Although tobacco remains the leading cause of preventable morbidity and mortality in the United States, implementation of proven tobacco-cessation treatments developed specifically for primary care settings has been disappointingly slow.

In response to the implementation problem, a clear set of evidence-based practice guidelines have been developed for primary care providers (the "five As"). These guidelines have been strongly endorsed by health care organizations, many of which have conducted dissemination programs. However, evaluation of guideline implementation, and routine assessment of the quality of tobacco-cessation services in primary care, has been hampered by imprecise and costly patient questionnaire methods currently used for measuring treatment delivery.

The rapidly growing use of electronic medical records (EMRs) offers an attractive alternative for evaluating guideline implementation and quality of care. This study will begin with the development of a method for coding tobacco-cessation activities (the five A's) in four HMOs using EMRs. Data from coded fields (check boxes, standardized diagnosis & treatment codes, and prescriptions) will be taken directly from the EMR, and information entered in free-text fields (e.g. progress notes) will be coded using a natural language processing program. (Such automated methods can be comprehensively applied to large populations at a much lower cost than reviewing a sample of records by hand.)

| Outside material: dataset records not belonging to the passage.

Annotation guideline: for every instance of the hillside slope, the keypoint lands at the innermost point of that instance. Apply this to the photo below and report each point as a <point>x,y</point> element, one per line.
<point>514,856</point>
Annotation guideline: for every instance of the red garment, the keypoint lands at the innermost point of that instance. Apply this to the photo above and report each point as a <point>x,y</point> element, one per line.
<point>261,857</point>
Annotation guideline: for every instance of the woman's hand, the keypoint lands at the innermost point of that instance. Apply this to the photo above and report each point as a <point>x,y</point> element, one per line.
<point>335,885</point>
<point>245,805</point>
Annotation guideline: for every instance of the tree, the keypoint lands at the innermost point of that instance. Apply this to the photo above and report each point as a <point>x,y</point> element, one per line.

Data extraction and coding procedures will be standardized across the four participating health care systems, with validity assessed by comparing automated coding to coding by medical record technicians. Next, a random sample of primary care providers will be selected for an effectiveness trial in which half will be provided regular feedback on their adherence to the tobacco control guidelines and the other half will not receive feedback. Feedback will also include information about patient follow-through on treatment recommendations as recorded in the EMR. The effect of this feedback on practice patterns will be assessed over a 2-year follow-up period.

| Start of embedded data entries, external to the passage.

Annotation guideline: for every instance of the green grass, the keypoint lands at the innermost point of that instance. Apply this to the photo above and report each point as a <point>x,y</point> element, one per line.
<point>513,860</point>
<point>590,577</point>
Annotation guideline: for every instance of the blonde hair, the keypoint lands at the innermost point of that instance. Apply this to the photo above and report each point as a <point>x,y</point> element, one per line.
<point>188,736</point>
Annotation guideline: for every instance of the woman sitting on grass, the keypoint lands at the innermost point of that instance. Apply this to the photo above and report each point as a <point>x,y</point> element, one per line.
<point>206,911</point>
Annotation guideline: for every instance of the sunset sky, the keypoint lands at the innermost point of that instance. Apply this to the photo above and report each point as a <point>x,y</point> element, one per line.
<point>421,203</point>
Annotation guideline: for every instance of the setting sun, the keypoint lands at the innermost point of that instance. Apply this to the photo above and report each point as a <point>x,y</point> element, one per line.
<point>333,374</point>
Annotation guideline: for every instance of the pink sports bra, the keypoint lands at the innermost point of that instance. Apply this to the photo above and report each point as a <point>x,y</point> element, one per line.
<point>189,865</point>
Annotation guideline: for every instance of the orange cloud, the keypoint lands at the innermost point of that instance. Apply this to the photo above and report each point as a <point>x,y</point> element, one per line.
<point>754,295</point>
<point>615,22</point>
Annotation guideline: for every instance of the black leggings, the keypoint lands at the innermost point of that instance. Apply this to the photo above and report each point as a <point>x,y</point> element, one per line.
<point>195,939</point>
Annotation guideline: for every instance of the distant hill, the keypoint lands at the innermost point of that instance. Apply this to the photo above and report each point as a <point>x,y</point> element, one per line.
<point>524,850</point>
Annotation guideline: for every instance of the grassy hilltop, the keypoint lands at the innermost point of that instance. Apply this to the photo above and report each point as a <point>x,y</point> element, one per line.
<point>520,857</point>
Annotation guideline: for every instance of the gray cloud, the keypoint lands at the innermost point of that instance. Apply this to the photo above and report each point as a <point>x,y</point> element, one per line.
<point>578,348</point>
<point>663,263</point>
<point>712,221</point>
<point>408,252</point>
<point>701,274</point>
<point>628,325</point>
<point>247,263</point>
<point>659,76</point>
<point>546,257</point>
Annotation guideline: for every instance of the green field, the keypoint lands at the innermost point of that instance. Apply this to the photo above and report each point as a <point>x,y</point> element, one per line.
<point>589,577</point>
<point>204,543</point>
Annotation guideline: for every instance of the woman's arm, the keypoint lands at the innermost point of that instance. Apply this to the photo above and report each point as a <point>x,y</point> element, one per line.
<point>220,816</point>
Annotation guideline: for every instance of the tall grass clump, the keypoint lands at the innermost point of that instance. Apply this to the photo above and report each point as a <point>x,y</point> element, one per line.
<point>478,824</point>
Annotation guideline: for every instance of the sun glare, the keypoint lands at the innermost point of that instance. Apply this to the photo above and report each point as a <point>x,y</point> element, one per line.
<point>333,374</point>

Study results will help to improve methods for monitoring quality of care using EMRs, help improve programs designed to increase adherence to national tobacco treatment guidelines, and provide useful information for EMR developers.

Project Status: This study was funded as part of the CRN Competing Continuation (Ed Wagner, PI). The project began March 1, 2003. The project leader is Vic Stevens, PhD, of the Kaiser Permanente Northwest Center for Health Research.